Les proviseurs et principaux crient leur mal-être

Réuni·e·s à Grenoble en conférence de presse, plusieurs chefs d’établissements, venu·e·s de toute l’académie, ont insisté sur la dégradation de leurs conditions de travail, entraînant une multiplication des arrêts pour burn-out.

Ils ne prennent que très rarement la parole, mettant habituellement en avant leur devoir de réserve et leur loyauté envers l’Éducation nationale. En trente ans, ils n’ont d’ailleurs manifesté que « deux fois ». « Et c’était deux dimanches ! », souligne Michael Vidaud, membre de l’exécutif syndical national du SNPDEN-Unsa (Syndicat national des personnels de l’Éducation nationale). Mais cette fois, « les choses sont trop douloureuses », lance Patrick Fuertes, secrétaire académique du syndicat.

S’appuyant sur une enquête nationale réalisée auprès 4 400 membres de direction du secondaire, le SNPDEN-Unsa Grenoble affirme que 92 % d’entre eux « déplorent une dégradation de leurs conditions de travail » et que « 80 % déclarent une perte de confiance dans l’institution ». Parmi les raisons de cette crise, « un environnement numérique stressant », une gestion de personnel de plus en plus en difficile avec plus de contractuels et moins de titulaires et une « communication ministérielle problématique ».

« On nous demande de gérer des choses qui ne devraient pas faire partie du travail des chefs d’établissements. Des tâches qui auparavant étaient effectuées par le rectorat sont transférées petit à petit », détaille Patrick Fuertes. Et de prendre pour exemple l’obligation d’utiliser des « logiciels dysfonctionnels et chronophages » pour les absences, la paye… « Il faut par exemple quatorze logiciels pour gérer un seul enseignant et ils ne communiquent pas entre eux », s’indigne-t-il.

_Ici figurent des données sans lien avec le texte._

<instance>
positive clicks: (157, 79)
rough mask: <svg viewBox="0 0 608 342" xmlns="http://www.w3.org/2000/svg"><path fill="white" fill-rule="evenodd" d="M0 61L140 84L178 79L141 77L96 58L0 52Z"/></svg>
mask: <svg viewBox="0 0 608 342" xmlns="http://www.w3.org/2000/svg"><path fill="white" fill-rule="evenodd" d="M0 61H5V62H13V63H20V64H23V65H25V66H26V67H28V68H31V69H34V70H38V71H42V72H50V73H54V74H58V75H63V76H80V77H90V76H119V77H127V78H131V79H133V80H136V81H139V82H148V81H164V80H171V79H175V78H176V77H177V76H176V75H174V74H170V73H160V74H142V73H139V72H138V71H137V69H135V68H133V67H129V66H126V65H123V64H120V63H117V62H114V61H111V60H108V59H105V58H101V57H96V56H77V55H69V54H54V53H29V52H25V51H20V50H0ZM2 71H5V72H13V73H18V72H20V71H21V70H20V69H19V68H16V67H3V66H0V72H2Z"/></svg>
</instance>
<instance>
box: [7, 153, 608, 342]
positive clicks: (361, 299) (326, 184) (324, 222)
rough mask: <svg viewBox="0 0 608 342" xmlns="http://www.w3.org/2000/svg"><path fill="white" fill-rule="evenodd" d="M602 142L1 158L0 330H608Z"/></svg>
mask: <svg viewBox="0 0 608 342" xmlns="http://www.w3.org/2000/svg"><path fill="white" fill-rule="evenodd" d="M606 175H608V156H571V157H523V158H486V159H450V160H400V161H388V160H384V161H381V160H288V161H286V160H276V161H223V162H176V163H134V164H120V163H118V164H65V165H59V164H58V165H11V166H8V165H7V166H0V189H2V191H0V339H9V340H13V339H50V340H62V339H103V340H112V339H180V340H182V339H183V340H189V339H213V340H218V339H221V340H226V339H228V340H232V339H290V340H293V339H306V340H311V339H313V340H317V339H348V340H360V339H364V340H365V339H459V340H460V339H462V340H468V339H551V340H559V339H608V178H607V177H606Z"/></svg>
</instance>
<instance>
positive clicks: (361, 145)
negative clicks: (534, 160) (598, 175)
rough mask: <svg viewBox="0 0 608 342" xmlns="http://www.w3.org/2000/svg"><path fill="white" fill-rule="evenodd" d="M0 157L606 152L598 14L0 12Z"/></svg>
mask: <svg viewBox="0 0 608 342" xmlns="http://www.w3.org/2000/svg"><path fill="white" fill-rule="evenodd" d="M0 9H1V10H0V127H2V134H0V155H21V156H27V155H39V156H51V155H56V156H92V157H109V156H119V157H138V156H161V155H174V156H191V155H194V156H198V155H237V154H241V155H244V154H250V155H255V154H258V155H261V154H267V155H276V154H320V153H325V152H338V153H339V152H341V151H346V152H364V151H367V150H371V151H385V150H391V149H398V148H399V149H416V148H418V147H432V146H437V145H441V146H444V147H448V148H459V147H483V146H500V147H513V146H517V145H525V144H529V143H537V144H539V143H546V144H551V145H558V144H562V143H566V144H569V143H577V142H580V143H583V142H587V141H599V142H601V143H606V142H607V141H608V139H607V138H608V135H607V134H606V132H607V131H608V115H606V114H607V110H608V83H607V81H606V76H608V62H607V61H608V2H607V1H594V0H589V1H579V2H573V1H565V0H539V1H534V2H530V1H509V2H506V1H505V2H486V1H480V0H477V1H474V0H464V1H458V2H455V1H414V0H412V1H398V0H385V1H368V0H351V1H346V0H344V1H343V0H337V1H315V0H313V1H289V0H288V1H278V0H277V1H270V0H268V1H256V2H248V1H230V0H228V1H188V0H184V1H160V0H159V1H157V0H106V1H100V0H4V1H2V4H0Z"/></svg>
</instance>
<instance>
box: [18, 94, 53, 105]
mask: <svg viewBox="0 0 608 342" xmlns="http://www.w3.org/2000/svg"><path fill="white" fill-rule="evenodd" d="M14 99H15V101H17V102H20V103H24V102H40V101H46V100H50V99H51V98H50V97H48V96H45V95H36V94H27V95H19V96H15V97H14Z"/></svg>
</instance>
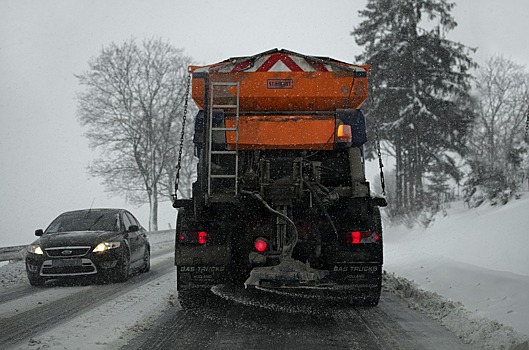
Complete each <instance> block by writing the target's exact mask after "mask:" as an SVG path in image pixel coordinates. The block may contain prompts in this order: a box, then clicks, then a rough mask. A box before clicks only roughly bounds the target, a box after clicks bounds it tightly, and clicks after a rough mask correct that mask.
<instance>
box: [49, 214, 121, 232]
mask: <svg viewBox="0 0 529 350" xmlns="http://www.w3.org/2000/svg"><path fill="white" fill-rule="evenodd" d="M70 231H118V214H117V213H116V212H101V211H86V212H75V213H65V214H62V215H60V216H59V217H58V218H56V219H55V220H53V222H52V223H51V224H50V226H48V228H47V229H46V232H45V233H47V234H49V233H59V232H70Z"/></svg>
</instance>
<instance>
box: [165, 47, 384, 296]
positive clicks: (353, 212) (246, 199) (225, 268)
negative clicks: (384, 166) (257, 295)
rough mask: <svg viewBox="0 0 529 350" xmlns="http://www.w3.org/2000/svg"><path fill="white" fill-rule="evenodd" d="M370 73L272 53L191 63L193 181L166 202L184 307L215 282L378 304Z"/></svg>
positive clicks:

Les chefs d’établissement dénoncent aussi une « organisation de la réforme du bac complètement ahurissante », « sans anticipation » de la part du Ministère. « Vous avez des proviseurs qui se sont retrouvés à scanner des copies la nuit », compte tenu la lenteur du procédé, indique Patrick Fuertes. « Beaucoup de choses inhérentes à l’organisation pratique des épreuves n’ont pas été anticipées » , poursuit l’une de ses collègues de Haute-Savoie. « On a tous choisi ce métier. C’est un métier que l’on aime, commente Odile Baussart, proviseure d’un lycée ardéchois. Mais la charge de travail s’est tellement intensifiée depuis une dizaine d’années que l’on n’en peut plus. On passe 80 % de notre temps à faire de l’administratif. La pédagogie et le relationnel avec les enseignants passent forcément au second plan. »

La crise sanitaire n’a évidemment rien arrangé à la situation « avec une anticipation moindre » et une « communication déplorable » de la part du Ministère, selon les personnels de direction. « On découvre la veille, sur les chaînes d’info ou dans le journal, ce qui va être notre travail le lendemain. BFMTV remplace les circulaires académiques », ironise Patrick Fuertes. Et de citer l’hommage à Samuel Paty : « On a su une semaine à l’avance que l’on devait organiser quelque chose avec les élèves ».

S’ils osent réagir aujourd’hui, c’est parce que ces chefs d’établissements constatent jour après jour les conséquences que cette charge importante de travail provoque chez certains d’entre eux : « Il y a beaucoup de collègues dans l’académie de Grenoble qui sont en burn-out ou qui sont en hôpital psychiatrique », insiste le secrétaire académique. « Le nombre est proche de 1 sur 6 », acquiesce Odile Baussart. « Il est hors de question que cela continue, que des collègues mettent leur vie en danger pour quelque chose qu’ils ne maîtrisent pas », conclut Patrick Fuertes.